= Bob Koester =

American music executive (1932–2021)

Robert Gregg Koester (October 30, 1932 - May 12, 2021) was an American record producer and businessman who was the founder and owner of Delmark Records, a jazz and blues independent record label. He also operated the Jazz Record Mart in Chicago, which he billed as the "World's Largest Jazz and Blues Specialty Store", and later a record store specializing in blues and jazz in Irving Park, Chicago.

==Early life==
Koester was born in Wichita, Kansas, on October 30, 1932. He began collecting and trading classic 78 rpm records when he was in high school. He studied business and cinematography at Saint Louis University starting in 1951.

==Career==

While in university, Koester sold records by mail order from his dormitory room. He subsequently dropped out, and became a founding member of the St. Louis Jazz Club. There, he met Ron Fister, another record collector. The two of them opened a small record store, K & F Sales. On moving to bigger premises they renamed it Blue Note Record Shop. After nearly a year together, Koester and Fister decided to split their business and Koester founded Delmar Records, on Delmar Boulevard. Delmar first recorded a traditional jazz group in 1953 and then searched out and recorded blues musicians of the 1920s and 1930s (Speckled Red, Big Joe Williams, J.D. Short, Barrelhouse Buck McFarland, and James Crutchfield among others) who were living in St. Louis. The name of the label was changed from Delmar to Delmark, partly because of copyright issues.

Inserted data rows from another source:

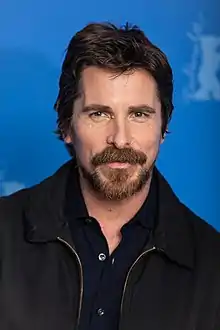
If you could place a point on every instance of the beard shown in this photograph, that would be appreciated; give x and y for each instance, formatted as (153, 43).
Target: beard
(117, 184)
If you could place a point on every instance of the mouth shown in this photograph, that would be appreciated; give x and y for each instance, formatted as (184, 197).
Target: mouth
(118, 165)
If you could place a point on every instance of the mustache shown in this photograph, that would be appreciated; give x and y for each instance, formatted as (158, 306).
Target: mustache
(125, 155)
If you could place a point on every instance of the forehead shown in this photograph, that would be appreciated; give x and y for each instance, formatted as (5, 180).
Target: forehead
(101, 86)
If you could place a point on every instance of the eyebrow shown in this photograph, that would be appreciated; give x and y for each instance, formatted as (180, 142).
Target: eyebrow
(132, 108)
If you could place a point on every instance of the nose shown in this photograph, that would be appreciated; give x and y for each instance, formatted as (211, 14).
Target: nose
(119, 135)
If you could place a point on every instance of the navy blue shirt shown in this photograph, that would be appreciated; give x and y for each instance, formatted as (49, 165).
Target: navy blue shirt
(104, 275)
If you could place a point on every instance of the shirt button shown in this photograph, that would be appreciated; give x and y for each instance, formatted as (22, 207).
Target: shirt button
(88, 220)
(102, 257)
(100, 312)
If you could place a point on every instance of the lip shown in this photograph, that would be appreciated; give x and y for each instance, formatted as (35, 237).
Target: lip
(118, 165)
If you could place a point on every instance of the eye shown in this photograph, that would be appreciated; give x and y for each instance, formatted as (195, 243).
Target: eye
(98, 115)
(140, 116)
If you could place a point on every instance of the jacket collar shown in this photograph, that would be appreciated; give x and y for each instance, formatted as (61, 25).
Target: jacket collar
(45, 218)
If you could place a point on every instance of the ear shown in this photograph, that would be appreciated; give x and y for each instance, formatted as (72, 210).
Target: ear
(163, 137)
(68, 139)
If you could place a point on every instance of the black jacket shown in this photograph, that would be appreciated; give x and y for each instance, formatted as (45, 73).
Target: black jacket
(173, 285)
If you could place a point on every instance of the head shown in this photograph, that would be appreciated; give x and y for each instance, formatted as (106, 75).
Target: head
(114, 106)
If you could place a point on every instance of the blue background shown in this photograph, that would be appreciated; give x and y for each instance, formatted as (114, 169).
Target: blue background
(33, 38)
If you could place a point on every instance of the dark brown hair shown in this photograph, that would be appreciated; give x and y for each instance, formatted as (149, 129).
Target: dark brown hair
(119, 50)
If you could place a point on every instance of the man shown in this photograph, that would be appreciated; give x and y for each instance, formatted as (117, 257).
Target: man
(104, 243)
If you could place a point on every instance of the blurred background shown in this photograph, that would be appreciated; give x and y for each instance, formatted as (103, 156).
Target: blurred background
(33, 39)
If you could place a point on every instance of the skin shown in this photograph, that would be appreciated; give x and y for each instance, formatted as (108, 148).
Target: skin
(121, 112)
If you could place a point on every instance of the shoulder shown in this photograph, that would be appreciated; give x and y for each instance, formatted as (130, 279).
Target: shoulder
(206, 239)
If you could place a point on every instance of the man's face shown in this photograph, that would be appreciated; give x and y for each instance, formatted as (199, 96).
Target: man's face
(116, 131)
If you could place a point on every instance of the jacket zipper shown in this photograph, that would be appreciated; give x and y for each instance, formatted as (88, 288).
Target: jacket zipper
(81, 276)
(153, 248)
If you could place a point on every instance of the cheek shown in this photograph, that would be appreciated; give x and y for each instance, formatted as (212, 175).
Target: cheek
(86, 143)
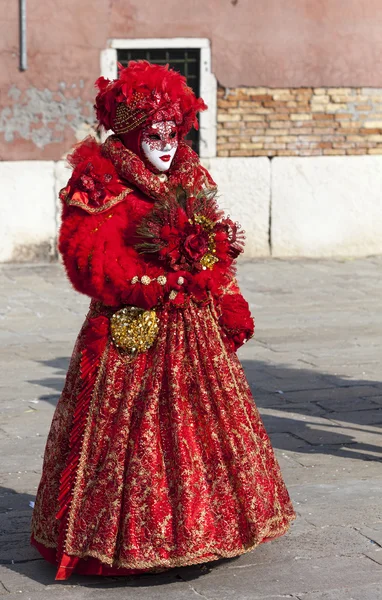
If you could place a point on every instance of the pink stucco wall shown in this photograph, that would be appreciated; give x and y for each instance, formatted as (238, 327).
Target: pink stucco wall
(294, 43)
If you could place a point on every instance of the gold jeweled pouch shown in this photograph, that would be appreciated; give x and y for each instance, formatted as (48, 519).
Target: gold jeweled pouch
(134, 329)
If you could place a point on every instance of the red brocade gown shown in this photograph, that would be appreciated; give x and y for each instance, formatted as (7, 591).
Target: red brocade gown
(155, 459)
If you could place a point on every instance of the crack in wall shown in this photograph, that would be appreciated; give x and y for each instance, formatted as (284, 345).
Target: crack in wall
(41, 116)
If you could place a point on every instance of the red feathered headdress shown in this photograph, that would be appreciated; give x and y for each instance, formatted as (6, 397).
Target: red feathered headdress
(145, 93)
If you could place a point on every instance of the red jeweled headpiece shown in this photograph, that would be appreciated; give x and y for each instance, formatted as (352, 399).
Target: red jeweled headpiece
(146, 93)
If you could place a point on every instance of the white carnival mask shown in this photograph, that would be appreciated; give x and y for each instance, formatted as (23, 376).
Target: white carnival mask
(159, 144)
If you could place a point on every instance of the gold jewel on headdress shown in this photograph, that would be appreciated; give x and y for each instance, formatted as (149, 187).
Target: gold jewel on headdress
(127, 118)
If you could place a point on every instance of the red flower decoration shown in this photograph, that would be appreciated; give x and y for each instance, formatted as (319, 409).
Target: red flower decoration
(189, 233)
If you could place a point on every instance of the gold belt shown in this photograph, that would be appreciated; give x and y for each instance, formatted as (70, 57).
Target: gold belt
(134, 329)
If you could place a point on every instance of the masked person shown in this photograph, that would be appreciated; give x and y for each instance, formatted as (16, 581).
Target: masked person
(156, 456)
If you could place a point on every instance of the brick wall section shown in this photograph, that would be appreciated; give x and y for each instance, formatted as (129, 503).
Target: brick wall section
(299, 121)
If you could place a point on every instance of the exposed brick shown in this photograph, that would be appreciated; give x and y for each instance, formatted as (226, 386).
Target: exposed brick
(274, 146)
(343, 116)
(222, 118)
(333, 152)
(345, 145)
(231, 124)
(320, 100)
(263, 121)
(373, 124)
(222, 103)
(323, 117)
(277, 131)
(264, 153)
(278, 117)
(252, 145)
(253, 118)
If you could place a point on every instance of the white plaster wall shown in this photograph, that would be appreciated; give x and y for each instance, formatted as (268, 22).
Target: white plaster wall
(244, 193)
(327, 206)
(27, 210)
(320, 206)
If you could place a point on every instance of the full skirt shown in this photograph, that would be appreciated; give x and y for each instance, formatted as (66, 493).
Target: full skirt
(156, 461)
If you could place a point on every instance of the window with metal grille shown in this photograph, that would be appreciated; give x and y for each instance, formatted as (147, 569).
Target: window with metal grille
(184, 60)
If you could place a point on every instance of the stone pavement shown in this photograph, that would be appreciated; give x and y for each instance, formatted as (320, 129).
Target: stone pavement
(316, 374)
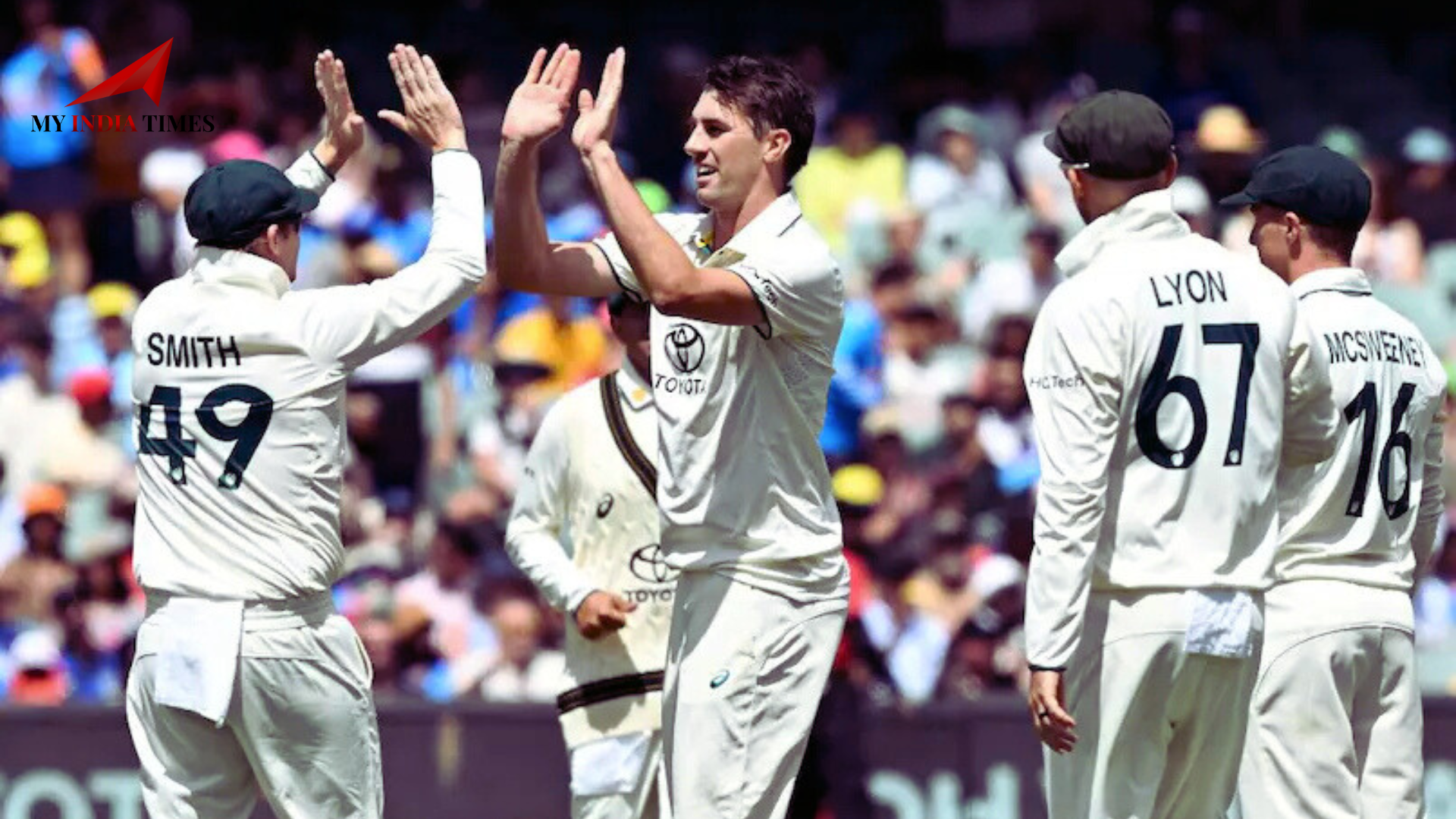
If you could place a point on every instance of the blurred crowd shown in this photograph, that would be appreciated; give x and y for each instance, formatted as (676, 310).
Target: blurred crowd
(940, 200)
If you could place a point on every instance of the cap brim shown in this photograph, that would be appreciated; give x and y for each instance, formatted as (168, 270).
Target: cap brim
(305, 200)
(1055, 145)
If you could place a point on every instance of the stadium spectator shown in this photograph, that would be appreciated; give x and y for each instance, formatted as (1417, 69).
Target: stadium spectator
(1430, 193)
(112, 305)
(49, 172)
(856, 180)
(921, 371)
(952, 169)
(39, 670)
(859, 359)
(164, 245)
(523, 670)
(30, 583)
(1014, 286)
(570, 343)
(435, 610)
(1389, 246)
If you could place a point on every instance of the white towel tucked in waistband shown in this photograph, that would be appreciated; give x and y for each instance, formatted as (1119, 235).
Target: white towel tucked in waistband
(197, 659)
(1222, 623)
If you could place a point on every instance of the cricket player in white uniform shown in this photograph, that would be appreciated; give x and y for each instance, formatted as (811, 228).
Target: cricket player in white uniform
(245, 678)
(1168, 378)
(584, 529)
(1335, 725)
(747, 309)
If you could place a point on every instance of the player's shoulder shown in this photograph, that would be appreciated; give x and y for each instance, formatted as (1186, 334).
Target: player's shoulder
(682, 226)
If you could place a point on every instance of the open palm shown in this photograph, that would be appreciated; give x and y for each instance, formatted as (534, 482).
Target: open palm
(539, 105)
(343, 126)
(599, 117)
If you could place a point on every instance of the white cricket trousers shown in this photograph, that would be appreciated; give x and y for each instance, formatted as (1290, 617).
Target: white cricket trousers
(1159, 730)
(1335, 726)
(745, 675)
(619, 777)
(300, 725)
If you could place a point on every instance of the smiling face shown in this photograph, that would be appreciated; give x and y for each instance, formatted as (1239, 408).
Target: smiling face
(1273, 237)
(728, 158)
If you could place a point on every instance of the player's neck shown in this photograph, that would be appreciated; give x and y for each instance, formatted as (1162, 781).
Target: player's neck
(730, 222)
(1302, 267)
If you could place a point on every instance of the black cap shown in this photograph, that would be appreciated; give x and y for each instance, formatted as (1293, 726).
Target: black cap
(1315, 183)
(232, 203)
(1116, 134)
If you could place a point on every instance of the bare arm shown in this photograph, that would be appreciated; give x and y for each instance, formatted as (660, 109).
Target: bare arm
(526, 259)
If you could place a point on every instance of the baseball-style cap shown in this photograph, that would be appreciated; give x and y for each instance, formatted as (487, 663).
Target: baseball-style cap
(237, 200)
(1116, 134)
(1313, 183)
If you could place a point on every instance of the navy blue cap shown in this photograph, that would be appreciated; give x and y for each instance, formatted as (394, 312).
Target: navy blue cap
(1313, 183)
(1116, 134)
(232, 203)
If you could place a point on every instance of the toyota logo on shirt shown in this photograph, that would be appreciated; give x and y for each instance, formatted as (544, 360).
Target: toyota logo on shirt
(650, 566)
(685, 347)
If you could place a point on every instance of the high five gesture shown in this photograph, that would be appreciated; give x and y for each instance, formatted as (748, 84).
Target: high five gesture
(539, 105)
(599, 115)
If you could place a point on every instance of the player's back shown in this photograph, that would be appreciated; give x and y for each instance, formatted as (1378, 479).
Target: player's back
(1353, 516)
(239, 444)
(1191, 347)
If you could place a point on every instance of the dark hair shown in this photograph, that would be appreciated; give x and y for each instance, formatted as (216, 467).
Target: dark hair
(770, 95)
(893, 275)
(1338, 241)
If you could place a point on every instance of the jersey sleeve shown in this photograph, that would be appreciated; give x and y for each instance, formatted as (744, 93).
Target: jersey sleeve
(353, 324)
(1433, 493)
(538, 522)
(309, 174)
(1074, 379)
(1310, 419)
(800, 293)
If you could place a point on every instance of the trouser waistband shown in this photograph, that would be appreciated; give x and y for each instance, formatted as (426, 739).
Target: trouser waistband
(267, 615)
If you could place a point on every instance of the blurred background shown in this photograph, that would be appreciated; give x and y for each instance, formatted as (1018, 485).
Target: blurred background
(930, 184)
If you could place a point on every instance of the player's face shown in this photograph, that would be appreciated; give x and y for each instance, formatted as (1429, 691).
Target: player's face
(727, 155)
(1270, 238)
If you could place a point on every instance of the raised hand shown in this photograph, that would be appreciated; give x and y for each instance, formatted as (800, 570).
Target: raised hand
(431, 115)
(599, 117)
(343, 126)
(539, 105)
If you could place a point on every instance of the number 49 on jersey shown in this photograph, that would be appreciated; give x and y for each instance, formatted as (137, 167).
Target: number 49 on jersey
(177, 447)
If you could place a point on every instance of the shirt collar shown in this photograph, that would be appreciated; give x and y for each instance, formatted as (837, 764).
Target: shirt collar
(239, 268)
(634, 387)
(1338, 279)
(1145, 216)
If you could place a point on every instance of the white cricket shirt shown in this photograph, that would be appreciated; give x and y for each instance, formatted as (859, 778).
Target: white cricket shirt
(1166, 376)
(743, 484)
(584, 519)
(1367, 515)
(239, 394)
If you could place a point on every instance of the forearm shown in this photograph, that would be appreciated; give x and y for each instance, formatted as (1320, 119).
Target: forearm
(522, 246)
(661, 268)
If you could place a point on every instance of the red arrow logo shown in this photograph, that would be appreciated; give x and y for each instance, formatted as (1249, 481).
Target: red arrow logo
(146, 74)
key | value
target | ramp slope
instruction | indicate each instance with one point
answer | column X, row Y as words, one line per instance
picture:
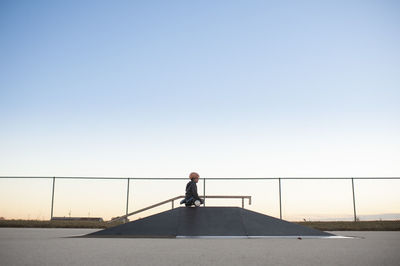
column 209, row 222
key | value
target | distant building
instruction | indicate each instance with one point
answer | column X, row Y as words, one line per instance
column 93, row 219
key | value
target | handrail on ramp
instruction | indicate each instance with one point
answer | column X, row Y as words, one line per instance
column 176, row 198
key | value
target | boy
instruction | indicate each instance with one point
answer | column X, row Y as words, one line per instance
column 191, row 190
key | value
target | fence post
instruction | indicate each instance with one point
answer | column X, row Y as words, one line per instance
column 354, row 200
column 204, row 192
column 280, row 200
column 52, row 198
column 127, row 196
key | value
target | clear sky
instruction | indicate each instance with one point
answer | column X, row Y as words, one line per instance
column 225, row 88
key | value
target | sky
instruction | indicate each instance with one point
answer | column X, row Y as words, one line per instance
column 225, row 88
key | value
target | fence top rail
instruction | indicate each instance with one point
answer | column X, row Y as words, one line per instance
column 184, row 178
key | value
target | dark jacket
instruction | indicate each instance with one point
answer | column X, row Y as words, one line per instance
column 191, row 191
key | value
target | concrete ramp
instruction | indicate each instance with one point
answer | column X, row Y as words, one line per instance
column 209, row 222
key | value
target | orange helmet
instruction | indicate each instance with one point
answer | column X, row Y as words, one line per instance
column 194, row 175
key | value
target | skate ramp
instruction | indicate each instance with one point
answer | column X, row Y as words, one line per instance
column 209, row 222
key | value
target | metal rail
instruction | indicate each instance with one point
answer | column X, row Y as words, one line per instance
column 176, row 198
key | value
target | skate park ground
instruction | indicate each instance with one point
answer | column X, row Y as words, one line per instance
column 37, row 246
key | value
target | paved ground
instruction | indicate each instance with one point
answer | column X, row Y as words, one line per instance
column 24, row 246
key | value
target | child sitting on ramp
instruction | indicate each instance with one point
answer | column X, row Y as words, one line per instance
column 191, row 196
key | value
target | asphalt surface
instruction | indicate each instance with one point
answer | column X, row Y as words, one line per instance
column 209, row 221
column 24, row 246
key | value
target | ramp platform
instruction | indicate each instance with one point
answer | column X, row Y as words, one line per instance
column 209, row 222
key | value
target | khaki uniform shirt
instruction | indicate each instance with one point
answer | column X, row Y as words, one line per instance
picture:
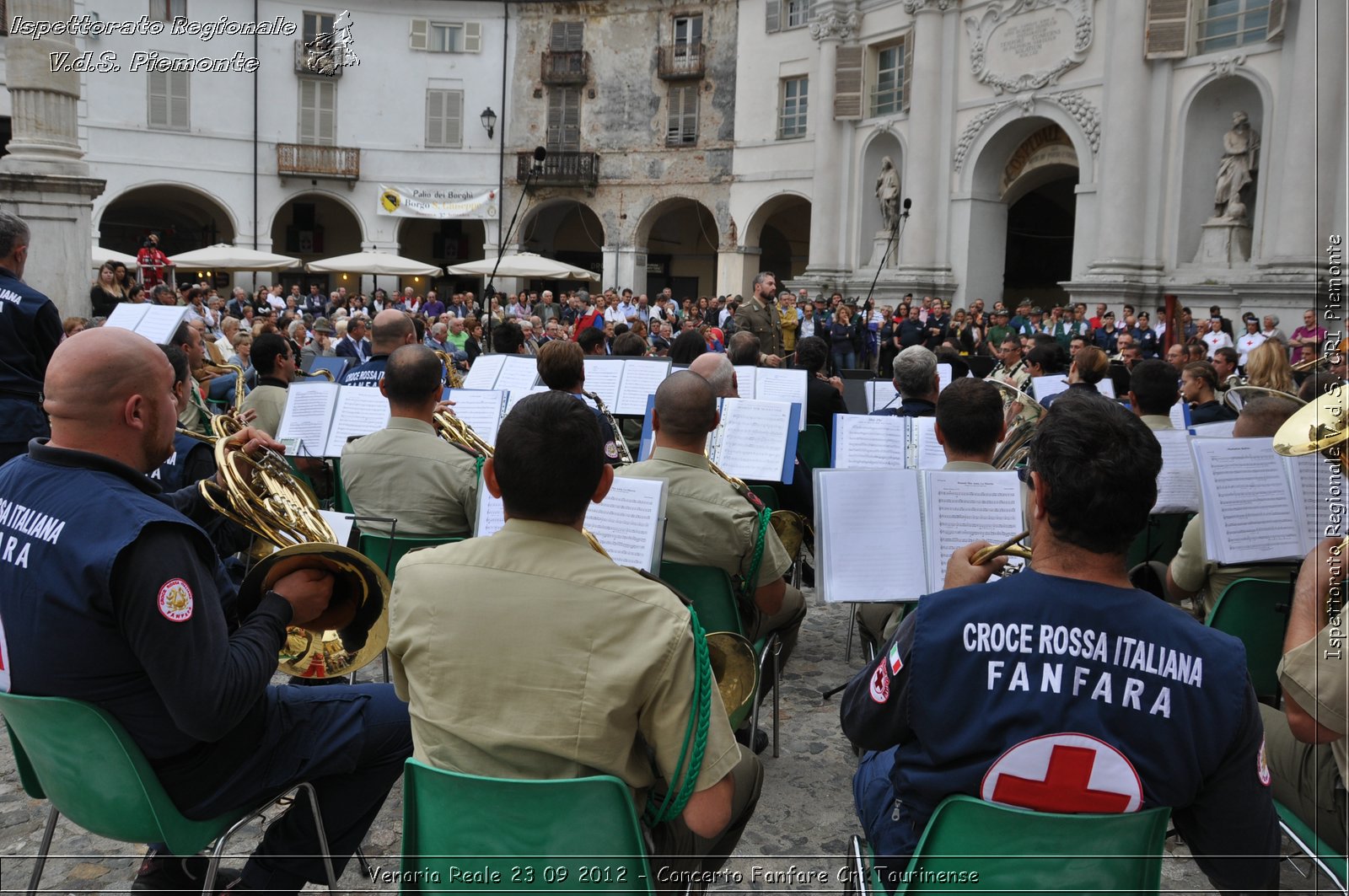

Koester moved to Chicago in 1958. He purchased Seymour's Jazz Mart, in the Roosevelt University Building, from Seymour Schwartz in 1959. Four years later, he relocated the Jazz Record Mart and Delmark Records to 7 West Grand Avenue. He purchased premises at 4243 N. Lincoln Avenue and moved Delmark there in 1971. Koester was inducted into the Blues Hall of Fame in 1996. He became one of only a few non-performers to have been so-honored by the museum.

The Jazz Record Mart moved to 27 East Illinois in 2006. The rent at that location ultimately proved too costly, and Koester closed the store after selling off its entire inventory to Wolfgang's Vault. He reopened the store in the Horner Park neighborhood at the end of April 2016, in the front room of his Delmark Records studio at 4121 N. Rockwell St. Shortly afterwards, he opened a smaller outlet at Irving Park Road called Bob’s Blues & Jazz Mart. He sold Delmark two years later.

==Personal life==
Koester married his wife, Susan, in 1968. They met at the West Grand Avenue store, located across the street from the American Medical Association where she worked. They remained married for 53 years until his death. Together, they had two children: Bob Jr. and Kate.

Koester died on May 12, 2021, while in hospice care. He was 88, and suffered a stroke prior to his death. His son took over the management of the store on Irving Park Road.